Please provide complete information as applicable to your setup.
• Hardware Platform (Jetson / GPU) jetson • DeepStream Version 6.3 • JetPack Version (valid for Jetson only) 5.1.3 • TensorRT Version 8.4
Question 1: I used the uploaded export_yolov8.py to convert the PT model to onnx, resulting in an onnx model with only one output header. Then, I used the uploaded config.inpfer_primary_YOLOV8.txt and deepstream configuration file to convert the engine model. I found a problem where the engine converted from config.inpfer_primary_YOLOV8.txt with network type=0 crashes when running, while the engine converted from config.inpfer_primary_YOLOV8.txt with network type=2 can run normally. Why is this?
Question 2: Where can I find out the meaning of each parameter in config.inpfer_primary_YOLOV8.txt?
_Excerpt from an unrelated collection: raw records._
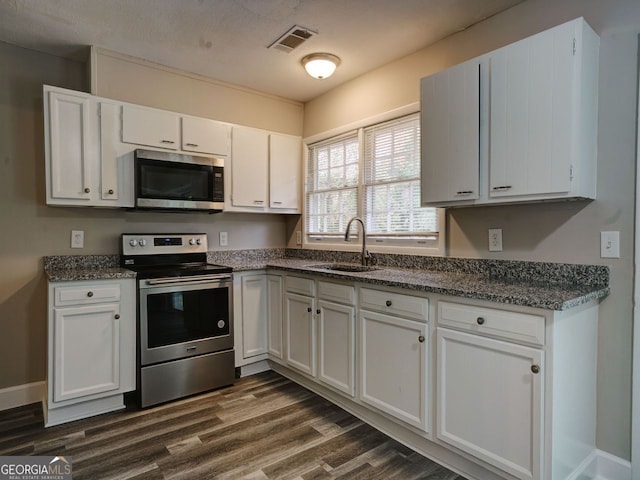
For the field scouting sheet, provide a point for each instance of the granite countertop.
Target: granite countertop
(85, 267)
(531, 284)
(476, 286)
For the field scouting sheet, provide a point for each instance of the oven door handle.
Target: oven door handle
(191, 280)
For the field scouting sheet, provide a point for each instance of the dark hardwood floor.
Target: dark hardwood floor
(263, 427)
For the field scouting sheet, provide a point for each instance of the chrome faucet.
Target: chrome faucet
(365, 253)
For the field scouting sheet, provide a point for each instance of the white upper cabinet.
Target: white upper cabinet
(537, 122)
(543, 115)
(451, 134)
(265, 172)
(86, 164)
(285, 165)
(205, 136)
(249, 167)
(90, 144)
(150, 127)
(69, 138)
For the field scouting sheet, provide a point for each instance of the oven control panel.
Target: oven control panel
(162, 243)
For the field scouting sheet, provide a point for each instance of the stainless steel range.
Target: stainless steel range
(185, 316)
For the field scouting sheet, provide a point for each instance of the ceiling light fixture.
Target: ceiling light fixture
(320, 65)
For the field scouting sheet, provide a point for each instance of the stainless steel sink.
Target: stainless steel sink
(345, 267)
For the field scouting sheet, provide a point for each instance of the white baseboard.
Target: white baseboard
(253, 368)
(21, 395)
(604, 466)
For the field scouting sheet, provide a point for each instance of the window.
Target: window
(373, 173)
(332, 196)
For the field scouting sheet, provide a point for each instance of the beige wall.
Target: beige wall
(556, 232)
(137, 81)
(30, 230)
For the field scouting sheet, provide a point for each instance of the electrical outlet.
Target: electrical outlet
(495, 239)
(77, 238)
(610, 244)
(224, 239)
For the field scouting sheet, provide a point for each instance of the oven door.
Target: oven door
(185, 316)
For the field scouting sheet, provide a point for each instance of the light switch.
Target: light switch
(495, 239)
(224, 239)
(77, 238)
(610, 244)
I couldn’t find any introduction to the network type parameter in the introduction file of the deepstrea-yolo folder. upload.tar.gz (2.3 KB)
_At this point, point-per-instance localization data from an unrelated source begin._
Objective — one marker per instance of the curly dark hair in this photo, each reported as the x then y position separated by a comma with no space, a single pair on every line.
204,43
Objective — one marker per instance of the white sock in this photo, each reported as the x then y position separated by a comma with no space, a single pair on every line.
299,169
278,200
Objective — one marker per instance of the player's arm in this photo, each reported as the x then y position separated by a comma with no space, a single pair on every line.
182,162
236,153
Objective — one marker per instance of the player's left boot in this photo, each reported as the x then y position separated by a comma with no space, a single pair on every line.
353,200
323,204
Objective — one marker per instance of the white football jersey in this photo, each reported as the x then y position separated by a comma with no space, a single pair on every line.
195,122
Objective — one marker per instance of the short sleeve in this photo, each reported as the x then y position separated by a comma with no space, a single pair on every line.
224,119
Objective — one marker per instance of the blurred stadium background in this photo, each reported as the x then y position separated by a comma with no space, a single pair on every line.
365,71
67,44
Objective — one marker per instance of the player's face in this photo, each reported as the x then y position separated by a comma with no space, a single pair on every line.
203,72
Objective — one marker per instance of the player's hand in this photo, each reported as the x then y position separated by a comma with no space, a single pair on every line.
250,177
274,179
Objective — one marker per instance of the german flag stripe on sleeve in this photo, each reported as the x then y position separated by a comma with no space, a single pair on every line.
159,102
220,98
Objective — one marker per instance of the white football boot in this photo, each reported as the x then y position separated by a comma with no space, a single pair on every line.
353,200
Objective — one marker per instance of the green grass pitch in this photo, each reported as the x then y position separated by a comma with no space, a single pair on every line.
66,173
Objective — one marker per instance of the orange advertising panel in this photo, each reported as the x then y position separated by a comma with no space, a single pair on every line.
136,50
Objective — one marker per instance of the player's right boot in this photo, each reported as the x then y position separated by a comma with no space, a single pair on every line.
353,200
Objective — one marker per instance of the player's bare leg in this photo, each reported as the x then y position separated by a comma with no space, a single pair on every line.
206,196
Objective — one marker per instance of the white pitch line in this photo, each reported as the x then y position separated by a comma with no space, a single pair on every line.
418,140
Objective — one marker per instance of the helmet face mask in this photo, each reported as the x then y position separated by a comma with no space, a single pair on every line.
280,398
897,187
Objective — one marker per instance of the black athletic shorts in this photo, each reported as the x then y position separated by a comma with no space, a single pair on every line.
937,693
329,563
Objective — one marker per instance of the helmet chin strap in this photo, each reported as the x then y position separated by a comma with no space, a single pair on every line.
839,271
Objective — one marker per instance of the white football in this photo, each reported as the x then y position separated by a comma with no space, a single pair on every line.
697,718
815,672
I promise it’s a detection model,but use the latest deepstream-yolo convert file(export_yolov8.py), the onnx model only have one output header,should I use the convert file that not the latest version?
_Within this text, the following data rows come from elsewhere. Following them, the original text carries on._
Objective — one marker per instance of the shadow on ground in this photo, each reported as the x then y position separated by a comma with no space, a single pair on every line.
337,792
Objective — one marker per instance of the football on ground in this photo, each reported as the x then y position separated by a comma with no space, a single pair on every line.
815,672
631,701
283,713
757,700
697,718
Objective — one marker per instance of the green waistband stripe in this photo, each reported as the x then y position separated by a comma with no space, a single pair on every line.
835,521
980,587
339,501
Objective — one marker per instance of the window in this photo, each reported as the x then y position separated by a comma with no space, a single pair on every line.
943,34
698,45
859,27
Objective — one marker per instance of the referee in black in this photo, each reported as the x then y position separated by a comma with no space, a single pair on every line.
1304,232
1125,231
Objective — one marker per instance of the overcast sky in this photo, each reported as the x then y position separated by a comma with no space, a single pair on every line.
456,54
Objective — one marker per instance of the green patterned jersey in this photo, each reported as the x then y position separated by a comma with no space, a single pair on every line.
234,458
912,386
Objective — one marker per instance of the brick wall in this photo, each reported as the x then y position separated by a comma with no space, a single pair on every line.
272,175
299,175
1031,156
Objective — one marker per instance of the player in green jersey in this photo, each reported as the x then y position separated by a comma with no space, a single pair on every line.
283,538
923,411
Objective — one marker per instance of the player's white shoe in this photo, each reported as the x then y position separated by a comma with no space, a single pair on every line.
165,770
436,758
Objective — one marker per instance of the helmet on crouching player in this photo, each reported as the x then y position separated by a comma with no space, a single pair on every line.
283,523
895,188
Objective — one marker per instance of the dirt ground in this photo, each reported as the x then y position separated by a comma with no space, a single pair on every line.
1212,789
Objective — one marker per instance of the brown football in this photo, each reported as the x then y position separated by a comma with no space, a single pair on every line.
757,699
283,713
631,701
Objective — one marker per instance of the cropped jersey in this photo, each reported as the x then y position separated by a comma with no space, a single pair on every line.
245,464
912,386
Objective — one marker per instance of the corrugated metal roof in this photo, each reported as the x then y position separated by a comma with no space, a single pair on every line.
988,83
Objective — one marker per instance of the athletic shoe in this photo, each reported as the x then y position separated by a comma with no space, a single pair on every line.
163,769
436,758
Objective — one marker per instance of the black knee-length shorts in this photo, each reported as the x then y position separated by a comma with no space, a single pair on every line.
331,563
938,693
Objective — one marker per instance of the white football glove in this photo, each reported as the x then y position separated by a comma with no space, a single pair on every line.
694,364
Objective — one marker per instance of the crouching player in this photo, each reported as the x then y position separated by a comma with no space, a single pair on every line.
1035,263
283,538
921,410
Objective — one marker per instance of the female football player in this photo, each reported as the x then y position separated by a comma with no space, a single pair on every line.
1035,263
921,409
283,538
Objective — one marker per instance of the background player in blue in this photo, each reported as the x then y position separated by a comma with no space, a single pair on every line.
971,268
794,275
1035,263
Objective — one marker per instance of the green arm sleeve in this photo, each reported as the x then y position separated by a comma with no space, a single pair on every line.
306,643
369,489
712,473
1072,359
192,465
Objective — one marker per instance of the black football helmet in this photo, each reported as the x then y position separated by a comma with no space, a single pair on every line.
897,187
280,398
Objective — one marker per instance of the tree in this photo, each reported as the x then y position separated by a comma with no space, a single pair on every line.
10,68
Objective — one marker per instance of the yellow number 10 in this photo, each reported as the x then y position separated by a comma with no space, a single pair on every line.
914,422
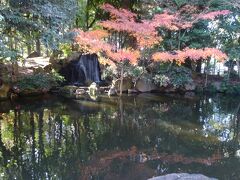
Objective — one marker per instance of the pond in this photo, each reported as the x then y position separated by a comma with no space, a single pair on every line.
133,137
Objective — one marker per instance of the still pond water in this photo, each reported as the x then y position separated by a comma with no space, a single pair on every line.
136,137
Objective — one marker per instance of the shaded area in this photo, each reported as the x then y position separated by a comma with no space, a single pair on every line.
135,137
82,71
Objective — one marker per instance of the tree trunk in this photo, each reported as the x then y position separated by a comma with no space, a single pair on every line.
199,66
38,46
121,83
29,49
238,66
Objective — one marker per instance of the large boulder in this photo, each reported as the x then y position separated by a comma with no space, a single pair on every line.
190,87
127,84
4,90
68,91
182,176
143,85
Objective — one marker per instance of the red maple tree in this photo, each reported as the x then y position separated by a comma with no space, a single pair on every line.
145,35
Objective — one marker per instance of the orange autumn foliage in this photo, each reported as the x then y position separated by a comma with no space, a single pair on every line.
146,35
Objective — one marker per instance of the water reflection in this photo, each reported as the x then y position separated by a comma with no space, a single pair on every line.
133,137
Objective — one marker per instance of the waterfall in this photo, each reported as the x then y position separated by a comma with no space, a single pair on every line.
83,70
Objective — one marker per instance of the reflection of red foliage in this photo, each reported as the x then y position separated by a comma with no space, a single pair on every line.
103,160
193,54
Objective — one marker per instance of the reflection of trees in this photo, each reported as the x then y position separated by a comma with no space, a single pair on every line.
55,140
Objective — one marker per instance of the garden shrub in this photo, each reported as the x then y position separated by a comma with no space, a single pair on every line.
40,81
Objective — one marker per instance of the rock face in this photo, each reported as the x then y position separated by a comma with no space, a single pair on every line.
68,90
190,87
82,71
182,176
93,89
127,84
145,86
112,91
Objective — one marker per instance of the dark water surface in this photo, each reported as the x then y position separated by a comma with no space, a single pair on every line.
136,137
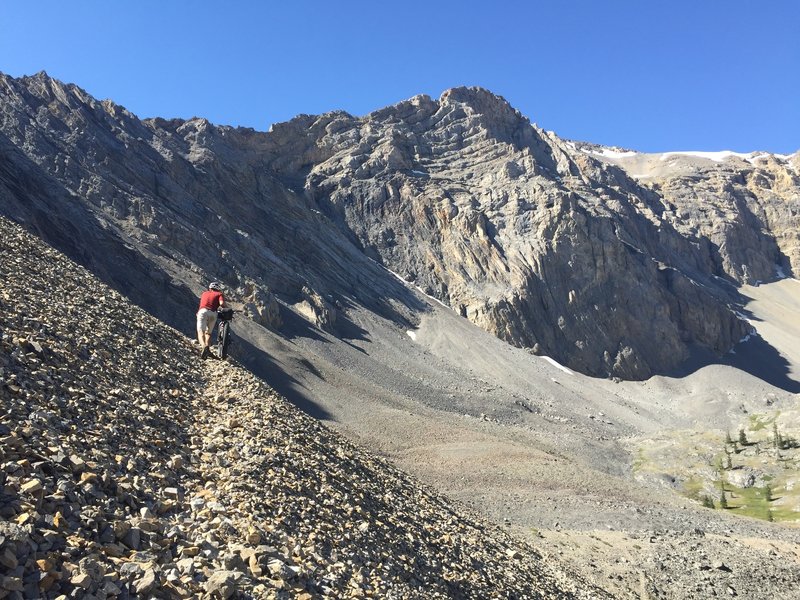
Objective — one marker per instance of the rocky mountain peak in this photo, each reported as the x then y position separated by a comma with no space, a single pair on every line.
533,238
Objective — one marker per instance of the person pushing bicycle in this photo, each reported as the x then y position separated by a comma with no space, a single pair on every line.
210,301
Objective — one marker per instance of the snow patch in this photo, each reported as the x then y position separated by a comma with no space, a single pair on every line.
723,155
558,365
610,153
419,289
715,156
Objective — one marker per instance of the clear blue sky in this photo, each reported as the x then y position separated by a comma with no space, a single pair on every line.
642,74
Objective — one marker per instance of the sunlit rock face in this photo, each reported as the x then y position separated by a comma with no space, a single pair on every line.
615,263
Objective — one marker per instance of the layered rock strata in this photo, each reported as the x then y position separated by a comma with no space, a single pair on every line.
130,468
543,242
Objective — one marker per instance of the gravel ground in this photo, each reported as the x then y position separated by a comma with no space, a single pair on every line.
130,468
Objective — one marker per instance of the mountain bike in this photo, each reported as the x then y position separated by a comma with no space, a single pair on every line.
224,317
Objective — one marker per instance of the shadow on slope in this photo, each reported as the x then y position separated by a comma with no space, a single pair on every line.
755,357
258,361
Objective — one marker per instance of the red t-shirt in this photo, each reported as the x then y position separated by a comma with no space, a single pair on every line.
211,299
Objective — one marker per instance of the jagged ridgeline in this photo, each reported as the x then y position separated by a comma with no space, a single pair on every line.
130,469
613,267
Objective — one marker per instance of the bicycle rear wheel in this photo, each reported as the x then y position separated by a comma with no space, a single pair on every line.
223,340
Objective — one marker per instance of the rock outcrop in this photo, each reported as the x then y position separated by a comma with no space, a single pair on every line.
130,468
543,242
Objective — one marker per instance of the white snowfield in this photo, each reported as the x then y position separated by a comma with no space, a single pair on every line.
558,365
723,155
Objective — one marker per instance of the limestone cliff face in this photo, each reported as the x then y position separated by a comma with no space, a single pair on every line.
553,245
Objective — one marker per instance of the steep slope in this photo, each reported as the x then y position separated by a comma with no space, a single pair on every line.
532,238
130,467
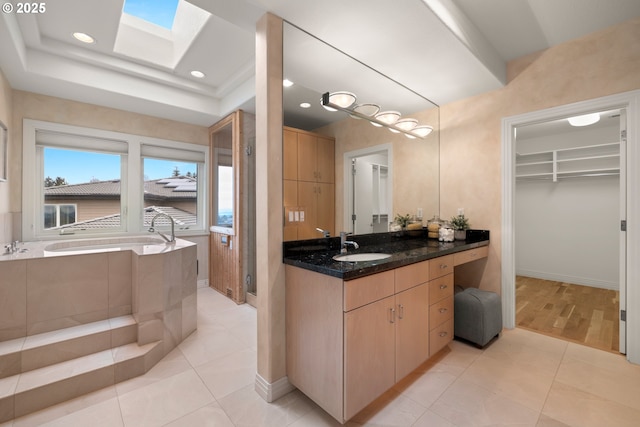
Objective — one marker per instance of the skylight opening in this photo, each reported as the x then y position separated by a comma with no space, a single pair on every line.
158,12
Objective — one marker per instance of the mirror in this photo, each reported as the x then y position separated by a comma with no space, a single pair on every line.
315,67
223,175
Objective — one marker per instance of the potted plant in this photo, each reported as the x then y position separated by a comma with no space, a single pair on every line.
460,226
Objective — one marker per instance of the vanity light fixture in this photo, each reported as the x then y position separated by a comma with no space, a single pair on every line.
84,37
584,120
345,101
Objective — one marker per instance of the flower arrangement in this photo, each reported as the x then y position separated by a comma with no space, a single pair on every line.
459,222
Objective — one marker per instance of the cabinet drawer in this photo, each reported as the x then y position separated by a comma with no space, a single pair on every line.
440,311
365,290
411,275
470,255
440,266
440,288
440,336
The postprocessing I mentioned in this topic is the postprocessing which parse the model’s output and calculate the bboxes from the model’s output. The postprocessing should be aligned to the model you use.
Okay, I understand what you mean. How should I configure the config_infer_primary_yoloV8.txt file for post-processing if the output header of the model is one?
i use the deepstream-yolo proj to generate onnx,and use the
deepstream-app -c config_primary_yolov8.txt
tool to generate the engine format that can run detection analysis on jetson device.i use the above upload file to generate onnx and engine but when I run it’s acount a segmentation error.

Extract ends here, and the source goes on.